Did you never stop to consider that we might have good and honest reasons for what we do? Undoubtedly not: the Jedi had a tendency to simplify things in terms of good and evil, making them black or white, in a way that meant they had to sit in judgment of those things which did not match up with their obscure ethical standards.
And when they kill in retribution for our imagined inadequacies, they can stand forth detached from it all, and never have to feel the pain of the murders they cause. Small wonder the Sith wanted the gone: they could justify anything in the name of abstract 'freedom' and 'justice'.
If she could overpower me and kill me, it would be a just death, even though I have not harmed her. It was perverse.
"You speak of things you do not truly understand, girl," he rebuked her, offering a stern expression, as though he were a teacher berating a recalcitrant student.
"I know what the Jedi believe of the Sith, but it is a lie seen only through your own tinted lenses." Of course, they both had their misconceptions: after millenia of fighting between the two, they so often only saw each other as abominations, monsters that needed to be put down if peace were to return to the Galaxy.
"Were we truly selfish beings, you would already be a corpse cooling rapidly on the floor before me."
The Sith Lord shook his head, knowing well enough that she could not see that the Sith sought to serve, too: but their service would not be humble subservience to a corrupt political power: the Sith did not exist to maintain the status quo, keeping peace by forcing everyone to return to their corners. Change did not come from the absence of conflict: one evolved only when the environment forced you to adapt or be rendered inert.
And the governments you serve have only ever sought to give people the illusion of freedom. How many of them truly have the choice to become more than they are?
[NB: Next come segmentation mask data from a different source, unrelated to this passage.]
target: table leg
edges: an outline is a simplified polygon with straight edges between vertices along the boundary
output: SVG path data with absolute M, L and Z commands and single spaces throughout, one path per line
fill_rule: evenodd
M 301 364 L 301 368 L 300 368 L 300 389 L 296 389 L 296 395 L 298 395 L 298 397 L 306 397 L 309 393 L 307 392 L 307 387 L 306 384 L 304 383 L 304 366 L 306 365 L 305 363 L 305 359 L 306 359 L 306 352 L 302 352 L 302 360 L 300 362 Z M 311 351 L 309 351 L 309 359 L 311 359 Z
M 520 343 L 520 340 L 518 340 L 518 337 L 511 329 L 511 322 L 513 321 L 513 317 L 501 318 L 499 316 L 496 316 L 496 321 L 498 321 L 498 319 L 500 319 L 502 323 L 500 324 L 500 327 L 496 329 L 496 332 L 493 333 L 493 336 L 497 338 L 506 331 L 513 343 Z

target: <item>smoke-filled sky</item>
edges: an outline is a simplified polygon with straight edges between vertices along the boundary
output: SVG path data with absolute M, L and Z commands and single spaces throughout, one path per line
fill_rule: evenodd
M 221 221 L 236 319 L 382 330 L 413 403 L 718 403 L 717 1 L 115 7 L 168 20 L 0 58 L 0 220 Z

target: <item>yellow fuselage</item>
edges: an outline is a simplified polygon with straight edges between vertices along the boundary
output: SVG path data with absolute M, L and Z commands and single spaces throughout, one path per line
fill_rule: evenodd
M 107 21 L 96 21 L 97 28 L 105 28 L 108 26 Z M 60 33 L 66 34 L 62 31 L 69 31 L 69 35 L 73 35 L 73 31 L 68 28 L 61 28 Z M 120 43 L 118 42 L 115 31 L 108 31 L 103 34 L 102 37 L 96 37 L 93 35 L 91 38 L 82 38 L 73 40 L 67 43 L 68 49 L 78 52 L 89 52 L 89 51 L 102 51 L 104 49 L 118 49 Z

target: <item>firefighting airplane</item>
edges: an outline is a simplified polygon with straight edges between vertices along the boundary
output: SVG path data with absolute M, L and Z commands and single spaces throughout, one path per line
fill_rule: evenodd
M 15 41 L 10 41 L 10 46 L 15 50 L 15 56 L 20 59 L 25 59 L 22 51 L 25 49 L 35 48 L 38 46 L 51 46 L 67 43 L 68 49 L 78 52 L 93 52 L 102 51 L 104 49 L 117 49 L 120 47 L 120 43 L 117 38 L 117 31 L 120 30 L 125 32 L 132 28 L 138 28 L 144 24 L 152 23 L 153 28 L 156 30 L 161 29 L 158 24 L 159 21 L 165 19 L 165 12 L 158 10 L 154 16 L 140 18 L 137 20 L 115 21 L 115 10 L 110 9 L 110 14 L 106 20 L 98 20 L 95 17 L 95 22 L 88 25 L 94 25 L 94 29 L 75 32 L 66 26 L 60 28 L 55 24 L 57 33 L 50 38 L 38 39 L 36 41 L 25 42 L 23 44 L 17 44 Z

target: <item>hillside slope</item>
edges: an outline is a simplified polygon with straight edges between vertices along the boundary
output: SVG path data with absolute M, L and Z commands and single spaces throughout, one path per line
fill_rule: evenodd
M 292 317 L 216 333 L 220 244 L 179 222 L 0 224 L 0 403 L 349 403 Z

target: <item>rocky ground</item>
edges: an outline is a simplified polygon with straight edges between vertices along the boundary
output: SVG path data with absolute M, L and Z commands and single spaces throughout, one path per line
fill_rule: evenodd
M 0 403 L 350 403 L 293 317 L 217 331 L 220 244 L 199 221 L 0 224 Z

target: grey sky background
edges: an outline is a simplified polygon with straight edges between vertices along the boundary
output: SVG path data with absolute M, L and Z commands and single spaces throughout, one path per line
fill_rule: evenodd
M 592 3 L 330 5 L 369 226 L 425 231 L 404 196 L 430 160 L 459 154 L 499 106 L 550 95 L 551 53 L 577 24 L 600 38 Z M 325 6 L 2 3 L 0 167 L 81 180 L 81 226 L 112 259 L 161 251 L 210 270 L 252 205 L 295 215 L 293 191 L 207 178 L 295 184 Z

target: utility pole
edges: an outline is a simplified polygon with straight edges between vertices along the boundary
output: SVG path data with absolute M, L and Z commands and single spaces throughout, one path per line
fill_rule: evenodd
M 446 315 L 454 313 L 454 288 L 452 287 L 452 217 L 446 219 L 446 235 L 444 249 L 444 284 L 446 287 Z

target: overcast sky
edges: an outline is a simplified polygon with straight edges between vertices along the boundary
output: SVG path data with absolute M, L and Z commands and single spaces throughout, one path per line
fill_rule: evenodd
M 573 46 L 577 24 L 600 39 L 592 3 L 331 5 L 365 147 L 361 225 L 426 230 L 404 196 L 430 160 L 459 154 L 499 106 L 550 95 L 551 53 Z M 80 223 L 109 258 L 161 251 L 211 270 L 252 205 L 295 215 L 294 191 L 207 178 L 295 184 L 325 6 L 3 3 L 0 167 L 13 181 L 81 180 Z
"My people are pragmatists, focused upon the goal of seeing the Galaxy grow and become more than it is. You speak of freedom, but you speak the words as though by rote. You don't truly understand the concept. I doubt you've ever truly experienced how dark and dangerous real freedom is." The Jedi adhered to their codes and doctrines, the ones which demanded control and repression of their emotions. They weren't free even in their own hearts: they were too afraid of the dark to act according to their own desires.
Thus, you must be told what to think, how to act. You don't choose for yourselves. "Even now, you feel you must stand in my way, perhaps kill me in order to stop me moving forward. I have not sought to harm you, and yet you still wish me dead."
He offered her an amused smile, gesturing towards the hand that so tightly gripped the hilt of the lightsaber at her side. He could sense that she was willing to use it, perhaps even wanted to: she would not be the first anti-Sith in the Jedi ranks, the ones that spent their lives focused on defeating the enemy that would not otherwise be stopped.
And what happens if you succeed? With the Sith gone, will peace reign? Of course not: there was a reason the Sith always returned when the Jedi thought them gone.
A galaxy without us festers, becomes diseased and corrupted, tainted by ennui and ruled by those who cared nothing for the greater good. The Darkness will always give birth to those that must fight it, and so we come to deal with the taint you have allowed to spread. Your complacency creates the Sith, and we come to shake you from it.
"I'll happily stand here and pretend to play the evil being hell-bent on destroying the Galaxy, but if you don't recognise that notion for an absurdity, you're truly not paying attention," he remarked cooly, knowing that she had probably never stopped to think about it.
Far easier to dismiss us as warmongerers, beings who stand only for ourselves, seeking to aggrandise ourselves at cost to the Galaxy. A foolish notion, but the Jedi had always been excellent at judging that which they did not truly understand.
"But go ahead, young one, show your claws, talk to me of Jedi moral superiority as you reflect on how best to murder me."